Re: Fentanyl laced flyers posted on HCSO vehicle

RSX11 wrote: Tue Jun 26, 2018 6:14 pm Hmmm...color me skeptical. ThIs has urban legend/hoax/misinterpretation written all over it. Snopes, in discussing a similar hoax/panic, the Green incident, points out "Neither fentanyl nor even its uber-potent cousin carfentanil (two of the most powerful opioids known to humanity) can cause clinically significant effects, let alone near-death experiences, from mere skin exposure. If Green’s story is true, it would be the first reported case of an overdose caused solely by unintentional skin contact with an opioid."
I'll be interested to hear the results of any actual chemical analysis of the flyers.
From the DEA:
Fentanyl-related substances are designed to be absorbed into the body by all means, including injection, oral ingestion, contact with mucous membranes, inhalation, and via transdermal transmission (through the skin). As such, accidental exposure by first responders is a real danger.

From the CDC:
ROUTES OF EXPOSURE: Fentanyl can be absorbed into the body via inhalation, oral exposure or ingestion, or skin contact. It is not known whether fentanyl can be absorbed systemically through the eye. Fentanyl can be administered intravenously (IV), intramuscularly (IM), or as a skin patch (transdermally).

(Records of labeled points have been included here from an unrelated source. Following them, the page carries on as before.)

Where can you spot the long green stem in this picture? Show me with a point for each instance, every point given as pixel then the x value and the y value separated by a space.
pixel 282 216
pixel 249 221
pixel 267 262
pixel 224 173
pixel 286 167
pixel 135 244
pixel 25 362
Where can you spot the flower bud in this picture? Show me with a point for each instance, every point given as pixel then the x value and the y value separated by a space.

The problem with Snope's claim is that it doesn't take other factors in account. Does the person touching the contaminated object have a cut or wound on the hand they are touching it with? Or, if the wound is elsewhere on the body, did they then rub or scratch that area with the hand that had been exposed? Did any of the powder become airborne and, therefore inhaled, when the object was picked up? We can go all day with situations like this. And none of the tests that doctors can run will be able to prove anything more than "the individual touched an object that was laced with fentanyl/carfentanil and exhibited symptoms of an overdose".